NAIC Chief Executive Officer Therese M. Vaughan said the association will continue to work with the industry and federal officials to improve uniformity and reciprocity, as recommended by the GAO.

"The NAIC would like to thank the GAO for acknowledging the great steps state regulators have taken toward modernization to benefit consumers and the insurance marketplace. We agree with the GAO's recommendation for the NAIC and state regulators to continue working to improve consistency where appropriate in the review and approval of product filings," she said in a statement.

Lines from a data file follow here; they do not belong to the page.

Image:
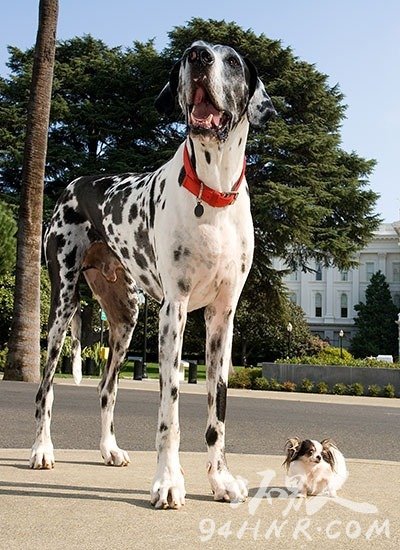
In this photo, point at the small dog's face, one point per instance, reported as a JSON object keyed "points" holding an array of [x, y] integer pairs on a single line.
{"points": [[309, 451]]}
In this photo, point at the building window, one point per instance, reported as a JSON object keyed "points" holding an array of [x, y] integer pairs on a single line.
{"points": [[343, 306], [318, 304], [369, 269]]}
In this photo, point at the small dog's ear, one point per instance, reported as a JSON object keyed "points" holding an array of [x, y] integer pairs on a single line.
{"points": [[260, 108], [165, 102], [327, 455], [291, 448]]}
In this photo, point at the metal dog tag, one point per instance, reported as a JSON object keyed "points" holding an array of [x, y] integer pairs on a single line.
{"points": [[199, 210]]}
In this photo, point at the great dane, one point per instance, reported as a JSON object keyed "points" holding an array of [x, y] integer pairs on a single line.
{"points": [[184, 235]]}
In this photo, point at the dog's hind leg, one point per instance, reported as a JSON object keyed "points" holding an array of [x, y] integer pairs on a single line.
{"points": [[64, 300], [117, 295], [219, 324], [76, 326]]}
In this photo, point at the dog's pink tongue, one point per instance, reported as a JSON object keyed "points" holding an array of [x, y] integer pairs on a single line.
{"points": [[203, 111]]}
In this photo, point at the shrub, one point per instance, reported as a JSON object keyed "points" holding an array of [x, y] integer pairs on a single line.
{"points": [[306, 385], [240, 379], [322, 387], [3, 357], [374, 390], [255, 372], [274, 385], [389, 391], [261, 384], [339, 389], [289, 386], [356, 389]]}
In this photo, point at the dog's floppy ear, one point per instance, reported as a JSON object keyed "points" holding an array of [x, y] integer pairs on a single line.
{"points": [[291, 448], [327, 455], [260, 108], [165, 102]]}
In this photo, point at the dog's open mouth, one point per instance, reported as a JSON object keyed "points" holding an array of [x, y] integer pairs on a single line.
{"points": [[204, 115]]}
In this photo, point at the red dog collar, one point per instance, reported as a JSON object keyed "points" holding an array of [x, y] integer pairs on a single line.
{"points": [[204, 193]]}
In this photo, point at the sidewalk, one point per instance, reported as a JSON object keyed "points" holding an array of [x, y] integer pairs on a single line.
{"points": [[82, 504]]}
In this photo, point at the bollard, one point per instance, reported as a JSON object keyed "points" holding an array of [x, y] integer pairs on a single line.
{"points": [[90, 366], [66, 365], [137, 369], [192, 376]]}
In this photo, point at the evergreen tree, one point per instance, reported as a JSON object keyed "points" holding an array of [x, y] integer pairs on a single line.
{"points": [[377, 331]]}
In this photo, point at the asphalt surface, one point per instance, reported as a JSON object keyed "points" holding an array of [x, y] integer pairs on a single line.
{"points": [[82, 504], [254, 426]]}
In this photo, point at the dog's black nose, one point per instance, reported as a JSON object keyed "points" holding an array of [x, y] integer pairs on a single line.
{"points": [[200, 55]]}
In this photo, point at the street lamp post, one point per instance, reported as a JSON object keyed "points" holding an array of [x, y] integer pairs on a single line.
{"points": [[341, 334], [289, 329]]}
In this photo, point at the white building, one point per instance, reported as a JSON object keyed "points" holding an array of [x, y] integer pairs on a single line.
{"points": [[328, 295]]}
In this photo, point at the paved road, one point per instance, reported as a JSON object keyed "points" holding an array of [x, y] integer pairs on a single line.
{"points": [[254, 426]]}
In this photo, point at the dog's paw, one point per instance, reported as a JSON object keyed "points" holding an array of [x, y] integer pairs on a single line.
{"points": [[114, 456], [226, 487], [42, 456], [168, 490]]}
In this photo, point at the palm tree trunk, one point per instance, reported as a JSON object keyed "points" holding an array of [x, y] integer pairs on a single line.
{"points": [[23, 361]]}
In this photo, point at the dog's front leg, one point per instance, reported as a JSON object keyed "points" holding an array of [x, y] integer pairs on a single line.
{"points": [[219, 323], [168, 489]]}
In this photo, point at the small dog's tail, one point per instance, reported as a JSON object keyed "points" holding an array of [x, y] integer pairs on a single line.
{"points": [[291, 448], [76, 325], [337, 462]]}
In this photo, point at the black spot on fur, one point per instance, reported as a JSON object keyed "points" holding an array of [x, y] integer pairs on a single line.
{"points": [[220, 402], [215, 344], [70, 258], [184, 286], [140, 259], [211, 436], [60, 241], [72, 216], [152, 206], [125, 252], [132, 213]]}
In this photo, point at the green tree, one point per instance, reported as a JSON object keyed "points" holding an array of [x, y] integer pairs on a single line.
{"points": [[7, 285], [260, 332], [8, 242], [377, 331], [23, 361], [310, 198]]}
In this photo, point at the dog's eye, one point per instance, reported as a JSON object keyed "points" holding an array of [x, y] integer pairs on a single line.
{"points": [[233, 61]]}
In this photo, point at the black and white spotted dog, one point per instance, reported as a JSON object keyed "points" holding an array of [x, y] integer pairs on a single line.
{"points": [[184, 234]]}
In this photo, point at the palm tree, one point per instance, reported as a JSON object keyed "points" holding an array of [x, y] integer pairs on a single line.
{"points": [[23, 361]]}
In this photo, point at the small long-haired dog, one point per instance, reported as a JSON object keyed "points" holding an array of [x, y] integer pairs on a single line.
{"points": [[315, 467]]}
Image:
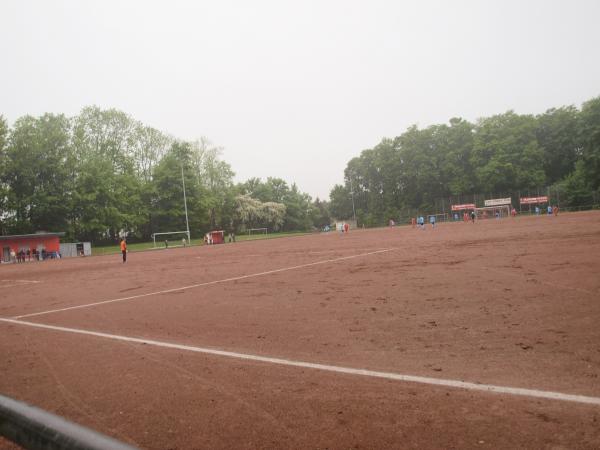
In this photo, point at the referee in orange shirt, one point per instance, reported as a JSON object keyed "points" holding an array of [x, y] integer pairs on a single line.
{"points": [[124, 249]]}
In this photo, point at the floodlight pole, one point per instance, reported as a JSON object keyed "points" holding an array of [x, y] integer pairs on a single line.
{"points": [[187, 223], [352, 194]]}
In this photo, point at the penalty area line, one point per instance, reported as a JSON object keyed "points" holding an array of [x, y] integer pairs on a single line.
{"points": [[532, 393], [207, 283]]}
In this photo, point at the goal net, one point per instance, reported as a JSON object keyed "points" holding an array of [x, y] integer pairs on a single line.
{"points": [[437, 217], [254, 231], [171, 239], [493, 212]]}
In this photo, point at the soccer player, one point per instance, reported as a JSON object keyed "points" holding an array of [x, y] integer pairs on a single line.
{"points": [[124, 249]]}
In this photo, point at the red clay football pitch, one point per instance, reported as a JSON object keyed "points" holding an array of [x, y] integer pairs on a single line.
{"points": [[482, 335]]}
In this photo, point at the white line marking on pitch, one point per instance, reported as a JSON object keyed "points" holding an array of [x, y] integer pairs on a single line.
{"points": [[550, 395], [12, 283], [208, 283]]}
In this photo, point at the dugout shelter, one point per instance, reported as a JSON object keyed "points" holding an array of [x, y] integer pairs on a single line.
{"points": [[41, 243]]}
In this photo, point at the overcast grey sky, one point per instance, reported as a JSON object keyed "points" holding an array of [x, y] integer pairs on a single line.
{"points": [[296, 89]]}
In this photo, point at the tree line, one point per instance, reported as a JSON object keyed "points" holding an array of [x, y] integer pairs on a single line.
{"points": [[497, 155], [102, 173]]}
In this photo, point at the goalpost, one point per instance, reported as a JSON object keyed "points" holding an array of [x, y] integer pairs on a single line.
{"points": [[438, 217], [493, 212], [169, 233], [257, 231]]}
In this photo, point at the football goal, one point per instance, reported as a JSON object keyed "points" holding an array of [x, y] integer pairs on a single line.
{"points": [[493, 212], [255, 231], [438, 217], [177, 237]]}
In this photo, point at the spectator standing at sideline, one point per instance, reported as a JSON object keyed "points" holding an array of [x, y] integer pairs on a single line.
{"points": [[124, 249]]}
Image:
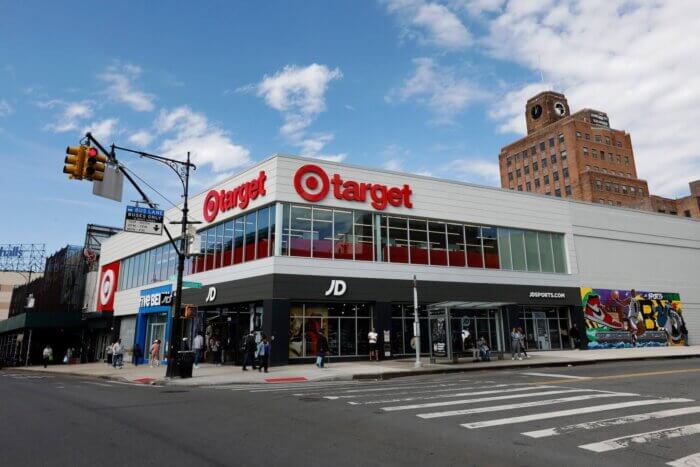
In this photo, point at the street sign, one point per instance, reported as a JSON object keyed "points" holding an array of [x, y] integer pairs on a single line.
{"points": [[143, 220]]}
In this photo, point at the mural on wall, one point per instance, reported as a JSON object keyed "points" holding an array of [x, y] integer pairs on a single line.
{"points": [[655, 319]]}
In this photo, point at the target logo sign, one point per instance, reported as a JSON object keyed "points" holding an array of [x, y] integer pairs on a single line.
{"points": [[107, 287], [313, 184]]}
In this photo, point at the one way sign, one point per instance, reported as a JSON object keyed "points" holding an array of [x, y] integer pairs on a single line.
{"points": [[143, 220]]}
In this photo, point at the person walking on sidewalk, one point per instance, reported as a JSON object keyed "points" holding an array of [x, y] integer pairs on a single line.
{"points": [[155, 353], [47, 355], [322, 348], [515, 344], [249, 348], [373, 349], [118, 355], [263, 353], [198, 347]]}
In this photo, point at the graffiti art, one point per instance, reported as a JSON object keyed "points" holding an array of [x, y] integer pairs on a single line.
{"points": [[658, 321]]}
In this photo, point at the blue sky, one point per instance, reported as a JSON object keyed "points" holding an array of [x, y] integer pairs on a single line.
{"points": [[420, 86]]}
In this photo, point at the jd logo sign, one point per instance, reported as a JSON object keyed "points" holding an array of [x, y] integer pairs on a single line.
{"points": [[211, 295], [337, 288]]}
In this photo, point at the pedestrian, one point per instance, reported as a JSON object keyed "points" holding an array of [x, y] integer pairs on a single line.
{"points": [[575, 335], [633, 310], [484, 350], [198, 346], [249, 348], [523, 342], [322, 348], [155, 353], [263, 353], [47, 355], [118, 355], [515, 342], [373, 349]]}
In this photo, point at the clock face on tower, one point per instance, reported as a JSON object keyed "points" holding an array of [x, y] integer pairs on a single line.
{"points": [[559, 109], [536, 111]]}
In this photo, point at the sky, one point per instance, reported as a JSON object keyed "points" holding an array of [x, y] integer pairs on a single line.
{"points": [[431, 87]]}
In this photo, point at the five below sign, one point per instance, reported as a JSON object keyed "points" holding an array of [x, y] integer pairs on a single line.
{"points": [[143, 220]]}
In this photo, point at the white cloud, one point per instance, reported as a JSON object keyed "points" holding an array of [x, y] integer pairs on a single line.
{"points": [[632, 59], [299, 95], [186, 130], [103, 130], [431, 23], [437, 88], [121, 87], [5, 108], [473, 170], [141, 138]]}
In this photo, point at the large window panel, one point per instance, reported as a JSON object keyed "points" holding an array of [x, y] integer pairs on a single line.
{"points": [[343, 245], [504, 248], [517, 247], [398, 239], [364, 236], [322, 232], [489, 237], [532, 251], [263, 247], [418, 240], [300, 231], [251, 220], [546, 256], [559, 253], [437, 239], [456, 245], [475, 257]]}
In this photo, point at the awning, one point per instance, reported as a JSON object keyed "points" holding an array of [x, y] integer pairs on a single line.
{"points": [[458, 305]]}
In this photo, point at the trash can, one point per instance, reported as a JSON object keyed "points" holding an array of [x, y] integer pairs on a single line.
{"points": [[185, 363]]}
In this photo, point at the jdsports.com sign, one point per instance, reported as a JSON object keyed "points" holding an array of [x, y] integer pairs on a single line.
{"points": [[313, 184]]}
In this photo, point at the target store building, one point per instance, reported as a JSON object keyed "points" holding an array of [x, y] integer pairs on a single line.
{"points": [[295, 247]]}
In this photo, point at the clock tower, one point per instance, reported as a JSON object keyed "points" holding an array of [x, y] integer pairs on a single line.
{"points": [[544, 109]]}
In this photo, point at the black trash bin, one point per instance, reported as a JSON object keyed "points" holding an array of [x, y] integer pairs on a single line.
{"points": [[185, 363]]}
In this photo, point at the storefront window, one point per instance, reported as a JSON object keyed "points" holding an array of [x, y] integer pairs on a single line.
{"points": [[474, 253], [398, 239], [418, 239], [438, 243], [322, 233], [342, 225], [456, 245]]}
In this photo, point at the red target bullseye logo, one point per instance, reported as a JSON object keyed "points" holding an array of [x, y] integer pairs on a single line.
{"points": [[311, 182]]}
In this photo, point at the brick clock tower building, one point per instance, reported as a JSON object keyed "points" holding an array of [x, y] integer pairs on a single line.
{"points": [[573, 155]]}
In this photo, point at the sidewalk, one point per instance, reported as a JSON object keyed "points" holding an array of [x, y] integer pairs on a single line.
{"points": [[208, 375]]}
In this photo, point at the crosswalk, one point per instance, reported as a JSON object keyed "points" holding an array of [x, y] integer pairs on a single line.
{"points": [[590, 414]]}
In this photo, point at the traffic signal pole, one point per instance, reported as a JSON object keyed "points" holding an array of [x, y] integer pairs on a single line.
{"points": [[182, 170]]}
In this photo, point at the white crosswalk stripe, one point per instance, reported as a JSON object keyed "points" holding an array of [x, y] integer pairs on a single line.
{"points": [[642, 438], [522, 405], [457, 394], [482, 399], [597, 423], [692, 460]]}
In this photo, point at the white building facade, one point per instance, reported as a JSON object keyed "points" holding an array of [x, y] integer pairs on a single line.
{"points": [[297, 248]]}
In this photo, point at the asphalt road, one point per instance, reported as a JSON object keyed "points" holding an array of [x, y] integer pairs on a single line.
{"points": [[636, 413]]}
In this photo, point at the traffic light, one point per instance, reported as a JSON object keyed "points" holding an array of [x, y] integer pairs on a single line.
{"points": [[94, 165], [75, 161]]}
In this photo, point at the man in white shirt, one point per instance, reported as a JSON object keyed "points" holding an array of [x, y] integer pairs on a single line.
{"points": [[197, 346], [373, 350]]}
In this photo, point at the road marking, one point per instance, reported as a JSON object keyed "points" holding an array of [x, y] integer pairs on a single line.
{"points": [[641, 438], [599, 423], [482, 399], [522, 405], [458, 394], [692, 460], [554, 375]]}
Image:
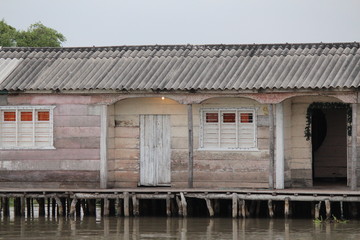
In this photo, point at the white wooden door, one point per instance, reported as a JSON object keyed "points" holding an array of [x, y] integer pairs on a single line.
{"points": [[155, 150]]}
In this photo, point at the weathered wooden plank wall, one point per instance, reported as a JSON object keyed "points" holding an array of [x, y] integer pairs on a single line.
{"points": [[211, 168], [75, 161]]}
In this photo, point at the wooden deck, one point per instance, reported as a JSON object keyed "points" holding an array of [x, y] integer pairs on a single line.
{"points": [[126, 201]]}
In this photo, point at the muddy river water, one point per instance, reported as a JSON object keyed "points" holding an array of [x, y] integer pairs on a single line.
{"points": [[174, 228]]}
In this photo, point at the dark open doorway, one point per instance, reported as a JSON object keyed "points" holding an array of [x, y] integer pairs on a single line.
{"points": [[329, 146]]}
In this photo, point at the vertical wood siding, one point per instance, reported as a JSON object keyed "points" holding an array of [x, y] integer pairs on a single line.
{"points": [[155, 150]]}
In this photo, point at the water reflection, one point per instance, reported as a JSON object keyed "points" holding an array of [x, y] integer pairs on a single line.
{"points": [[174, 228]]}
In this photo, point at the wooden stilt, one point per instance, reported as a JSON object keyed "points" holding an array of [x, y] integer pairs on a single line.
{"points": [[286, 207], [209, 206], [252, 208], [22, 206], [353, 210], [180, 210], [28, 207], [6, 208], [60, 206], [183, 204], [234, 205], [48, 201], [73, 207], [106, 207], [168, 205], [126, 204], [328, 208], [135, 202], [258, 204], [244, 212], [240, 202], [119, 209], [53, 207], [216, 206], [341, 210], [317, 210], [270, 207], [91, 207], [41, 202]]}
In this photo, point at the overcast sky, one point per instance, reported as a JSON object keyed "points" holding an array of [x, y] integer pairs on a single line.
{"points": [[143, 22]]}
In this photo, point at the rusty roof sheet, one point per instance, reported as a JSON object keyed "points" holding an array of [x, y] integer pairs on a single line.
{"points": [[182, 67]]}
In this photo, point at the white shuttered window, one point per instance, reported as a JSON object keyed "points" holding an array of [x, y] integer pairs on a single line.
{"points": [[26, 127], [228, 129]]}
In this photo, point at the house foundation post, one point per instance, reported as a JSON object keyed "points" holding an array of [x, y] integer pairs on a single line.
{"points": [[271, 146], [103, 146], [279, 161], [191, 146], [353, 147]]}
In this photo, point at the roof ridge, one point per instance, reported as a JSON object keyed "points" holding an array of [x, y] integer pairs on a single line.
{"points": [[190, 46]]}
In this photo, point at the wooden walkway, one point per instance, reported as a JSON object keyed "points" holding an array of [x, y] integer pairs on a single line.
{"points": [[125, 202]]}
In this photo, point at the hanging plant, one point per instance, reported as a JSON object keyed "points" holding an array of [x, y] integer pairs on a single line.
{"points": [[327, 105]]}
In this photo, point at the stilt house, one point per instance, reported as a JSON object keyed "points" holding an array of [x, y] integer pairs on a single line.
{"points": [[201, 116]]}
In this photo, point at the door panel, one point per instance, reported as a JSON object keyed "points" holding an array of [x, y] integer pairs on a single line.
{"points": [[155, 150]]}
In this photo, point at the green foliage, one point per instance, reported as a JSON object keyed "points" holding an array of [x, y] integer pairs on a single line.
{"points": [[327, 105], [37, 35]]}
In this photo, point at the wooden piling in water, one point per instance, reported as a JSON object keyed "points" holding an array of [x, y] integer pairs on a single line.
{"points": [[234, 205], [209, 207], [328, 208], [126, 204], [270, 208], [286, 207], [183, 204]]}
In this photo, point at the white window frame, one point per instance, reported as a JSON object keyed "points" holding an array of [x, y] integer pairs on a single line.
{"points": [[219, 110], [18, 109]]}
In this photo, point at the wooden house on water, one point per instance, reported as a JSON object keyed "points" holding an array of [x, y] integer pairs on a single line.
{"points": [[201, 116]]}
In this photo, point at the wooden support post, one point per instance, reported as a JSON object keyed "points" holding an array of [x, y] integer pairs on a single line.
{"points": [[328, 208], [48, 201], [190, 146], [183, 204], [271, 146], [22, 206], [270, 207], [73, 207], [126, 204], [240, 202], [353, 210], [234, 205], [60, 206], [28, 207], [1, 205], [341, 210], [180, 207], [354, 147], [286, 207], [258, 205], [279, 146], [91, 207], [41, 202], [168, 205], [244, 211], [119, 207], [53, 207], [103, 146], [209, 206], [135, 202], [106, 207]]}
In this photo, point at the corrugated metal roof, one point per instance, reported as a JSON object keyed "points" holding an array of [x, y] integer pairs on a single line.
{"points": [[182, 67]]}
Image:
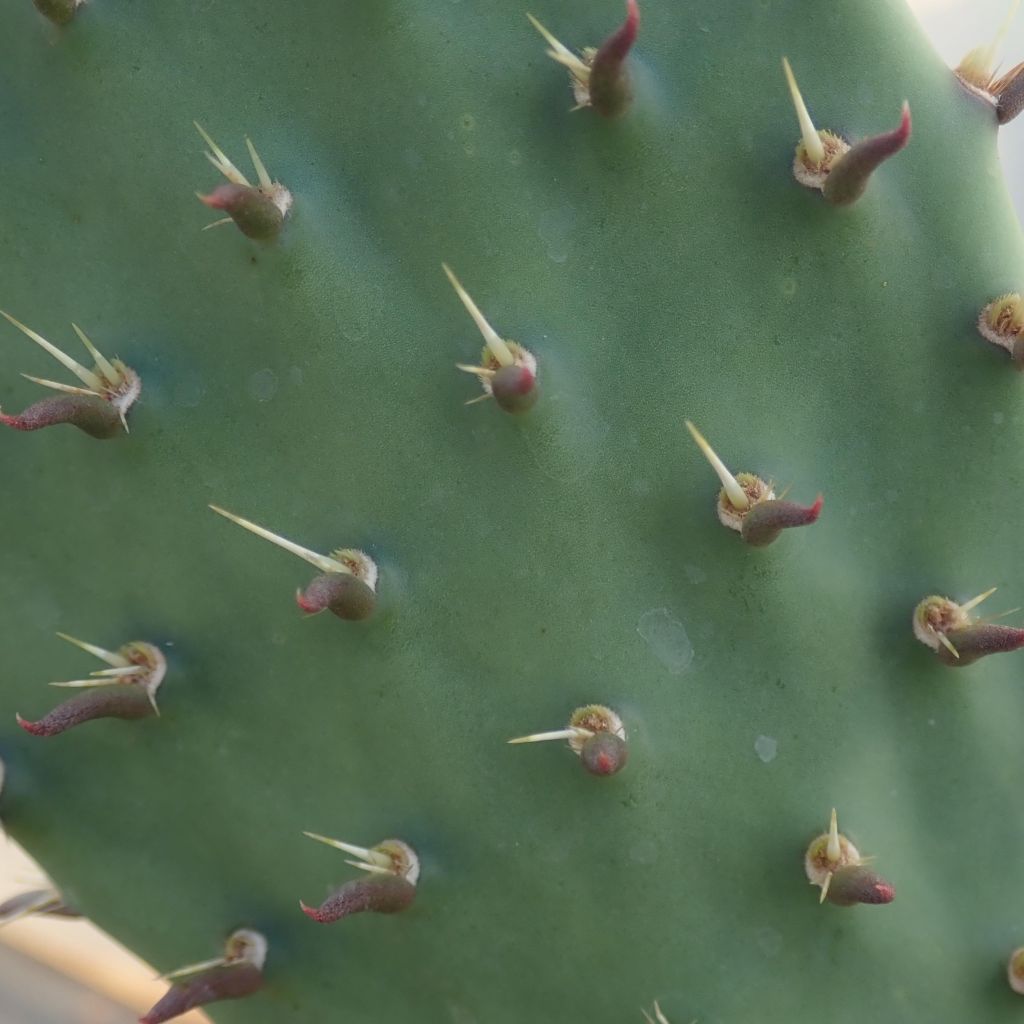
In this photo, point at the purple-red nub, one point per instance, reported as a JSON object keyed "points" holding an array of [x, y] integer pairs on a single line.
{"points": [[123, 701], [856, 884], [238, 974], [340, 593], [609, 85], [514, 388], [379, 894], [978, 640], [766, 519], [604, 754], [851, 172], [94, 416]]}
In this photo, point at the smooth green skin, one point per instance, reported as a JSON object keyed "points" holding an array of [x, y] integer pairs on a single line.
{"points": [[663, 267]]}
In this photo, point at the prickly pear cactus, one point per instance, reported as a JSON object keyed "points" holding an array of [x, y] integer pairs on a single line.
{"points": [[548, 561]]}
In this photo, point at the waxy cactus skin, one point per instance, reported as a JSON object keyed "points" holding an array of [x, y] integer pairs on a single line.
{"points": [[660, 266]]}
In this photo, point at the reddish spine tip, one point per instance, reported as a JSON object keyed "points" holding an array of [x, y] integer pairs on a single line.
{"points": [[849, 176], [610, 92], [766, 520], [856, 884], [621, 42], [311, 911], [341, 593], [13, 421], [604, 754], [979, 640], [95, 416]]}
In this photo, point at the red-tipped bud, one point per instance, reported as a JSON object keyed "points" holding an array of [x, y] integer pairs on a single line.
{"points": [[122, 701], [514, 388], [231, 982], [378, 894], [238, 974], [95, 416], [341, 593], [1009, 92], [850, 173], [257, 214], [604, 754], [979, 639], [610, 86], [766, 520], [58, 11], [856, 884]]}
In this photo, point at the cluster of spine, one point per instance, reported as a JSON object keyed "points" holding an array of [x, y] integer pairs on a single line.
{"points": [[346, 586]]}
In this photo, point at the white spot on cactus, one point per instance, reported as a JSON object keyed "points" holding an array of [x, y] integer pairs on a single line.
{"points": [[668, 639]]}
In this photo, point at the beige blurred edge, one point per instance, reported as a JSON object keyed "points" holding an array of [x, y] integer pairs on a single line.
{"points": [[80, 950], [76, 948]]}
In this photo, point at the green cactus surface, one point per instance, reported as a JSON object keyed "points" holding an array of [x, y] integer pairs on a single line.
{"points": [[662, 266]]}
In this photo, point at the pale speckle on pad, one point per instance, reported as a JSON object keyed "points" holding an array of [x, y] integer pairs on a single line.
{"points": [[668, 639], [766, 749]]}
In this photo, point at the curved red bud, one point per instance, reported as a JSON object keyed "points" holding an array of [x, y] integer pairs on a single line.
{"points": [[229, 982], [379, 894], [766, 520], [122, 701], [604, 754], [978, 640], [341, 593], [849, 175], [257, 215], [514, 388], [96, 417], [610, 88], [855, 884]]}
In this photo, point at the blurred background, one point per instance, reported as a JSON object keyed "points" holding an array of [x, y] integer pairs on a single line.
{"points": [[61, 971]]}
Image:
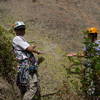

Vaughan highlighted the issue of nationwide criminal background checks for insurance producers, another aspect of the GAO report. While NAIC models on producer licensing and uniform licensing standards have helped, regulators do not have a systemic way to access disciplinary records from all jurisdictions, according to the GAO.

"NAIC officials noted that as of March 2009, only 17 states were performing full criminal history checks using fingerprinting, and some states that do such checks have been unwilling to reciprocate with states that do not," according to the report.

While the GAO report did not endorse establishing a federal insurance regulator, Frank Keating, president and CEO of the American Council of Life Insurers, said it bolsters the case. In a statement, he said an optional federal charter would streamline efforts toward national uniformity and efficiency.

"State regulators and the National Association of Insurance Commissioners are working diligently to achieve uniformity and we appreciate the progress they have made. But gaps remain. The goal of developing national regulation under a state-based system remains a long way off, if it is ever to be achieved. An OFC system would establish immediate uniformity for insurers choosing to be regulated by the federal government," Keating said.

ACLI and the American Insurance Association support a federal regulator. The National Association of Mutual Insurance Companies and the Property Casualty Insurers Association of America support the current state-based system, as does the NAIC.

As introduced by Reps. Melissa Bean, D-Ill., and Ed Royce, R-Calif., the National Insurance Consumer Protection Act, would establish a national system in which insurers, reinsurers, agencies and producers would be able to register at the federal level and be subject only to a single, national set of standards and regulations.